Pages

Monday, September 29, 2014

70% tippping point

Since so many of the apocalyptic novels that I review are pandemic in nature.  I thought this was a very good tool for a fictional writer trying to be a little more realistic in their pandemic scenario.

The Magic Number That Could End the Ebola Epidemic
Tom Randall, Bloomburg, 26 September 2014 (hat tip: NC)
But perhaps the most important Ebola number right now is 70 percent. That’s the proportion of patients who need to be isolated -- in treatment centers or at least in their homes -- in order to put a quick end to the Ebola outbreak, according to the U.S. Centers for Disease Control and Prevention.
“Once 70 percent of patients are effectively isolated, the outbreak decreases at a rate nearly equal to the initial rate of increase,” researchers wrote today in the CDC’s Morbidity and Mortality Weekly Report. If 70 percent of the current outbreak was achieved by late December, the epidemic “would be almost ended by January 20.”

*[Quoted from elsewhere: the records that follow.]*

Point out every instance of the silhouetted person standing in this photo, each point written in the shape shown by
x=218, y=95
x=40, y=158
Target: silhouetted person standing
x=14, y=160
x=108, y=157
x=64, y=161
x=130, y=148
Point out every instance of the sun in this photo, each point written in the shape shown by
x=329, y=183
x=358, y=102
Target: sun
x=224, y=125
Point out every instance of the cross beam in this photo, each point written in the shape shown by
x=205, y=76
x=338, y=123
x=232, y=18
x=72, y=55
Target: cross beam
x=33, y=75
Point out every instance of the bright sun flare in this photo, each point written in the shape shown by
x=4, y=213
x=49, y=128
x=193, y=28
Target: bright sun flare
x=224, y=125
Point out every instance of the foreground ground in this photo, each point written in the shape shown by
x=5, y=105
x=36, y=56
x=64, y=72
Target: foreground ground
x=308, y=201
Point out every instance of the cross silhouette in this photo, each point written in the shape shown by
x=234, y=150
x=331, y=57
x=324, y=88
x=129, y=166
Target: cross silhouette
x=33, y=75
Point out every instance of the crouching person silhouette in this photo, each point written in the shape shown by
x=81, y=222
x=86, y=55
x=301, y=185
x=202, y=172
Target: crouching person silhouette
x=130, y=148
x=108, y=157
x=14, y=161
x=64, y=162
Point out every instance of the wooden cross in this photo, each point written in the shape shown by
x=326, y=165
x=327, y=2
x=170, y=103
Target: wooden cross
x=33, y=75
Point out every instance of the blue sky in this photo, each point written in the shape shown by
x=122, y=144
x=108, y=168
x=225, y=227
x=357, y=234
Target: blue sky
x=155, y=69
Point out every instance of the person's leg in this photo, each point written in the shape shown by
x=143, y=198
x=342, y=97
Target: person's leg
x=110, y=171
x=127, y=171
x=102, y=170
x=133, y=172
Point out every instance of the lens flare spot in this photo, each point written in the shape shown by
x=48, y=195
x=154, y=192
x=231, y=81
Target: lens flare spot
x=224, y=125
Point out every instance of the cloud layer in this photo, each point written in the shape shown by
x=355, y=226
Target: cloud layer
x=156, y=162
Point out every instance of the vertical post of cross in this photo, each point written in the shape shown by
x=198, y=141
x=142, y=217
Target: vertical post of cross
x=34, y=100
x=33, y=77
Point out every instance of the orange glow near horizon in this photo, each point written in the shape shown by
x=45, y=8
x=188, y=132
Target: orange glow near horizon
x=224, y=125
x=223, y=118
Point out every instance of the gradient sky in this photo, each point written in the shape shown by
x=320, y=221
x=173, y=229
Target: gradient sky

Ebola's problem is that it kills its host too quickly (6 days assumed which includes burial time), and is not an airborne transmitted disease.  The studies transmission rate is set at 30%/day for those in the same home with no isolation .  The number is 2% for hospitalized, 3% for home care with appropriate precautions.
 
Note that killing your host does not actually help the virus/bacteria.  That is why a lot of lethal disease mutate to tone down their deadliness over time.  The lethal bugs are out competed by the less lethal ones that allow the host to walk around spreading them longer. 
 
On a second note, as best I can tell,  the reason why animal vectored diseases are often so deadly is because the "bug" often doesn't need to keep the host alive for as lengthy of a period.

5 comments:

  1. I thought they were saying you could walk around infectious for 21 days or longer without knowing you had it?

    ReplyDelete
  2. I saw one of the news shows where they brought in Dr. Ramadamjam Pajarhamindad or whatever, and he said the big deal with Ebola is that this epidemic is going to be going long enough for the virus to have potential for mutating to an airborne version. Of course, these guys on the news shows are about ratings, not veracity.

    ReplyDelete
  3. Pioneer: That is a potential incubation period, but not necessarily a contagious period. With a lot of diseases, the bad stuff (sneezing, throwing up, biting people, coughing) are how the disease spreads.

    Harry: It might be possible, but that would greatly change its method of spreading, and would obviate the need for all the hemorrhaging. It's like if rabies became airborne: why would the virus need to get animals to bite each other? All the frothing and biting would become unproductive, as would all the bleeding and hemorrhaging of Ebola.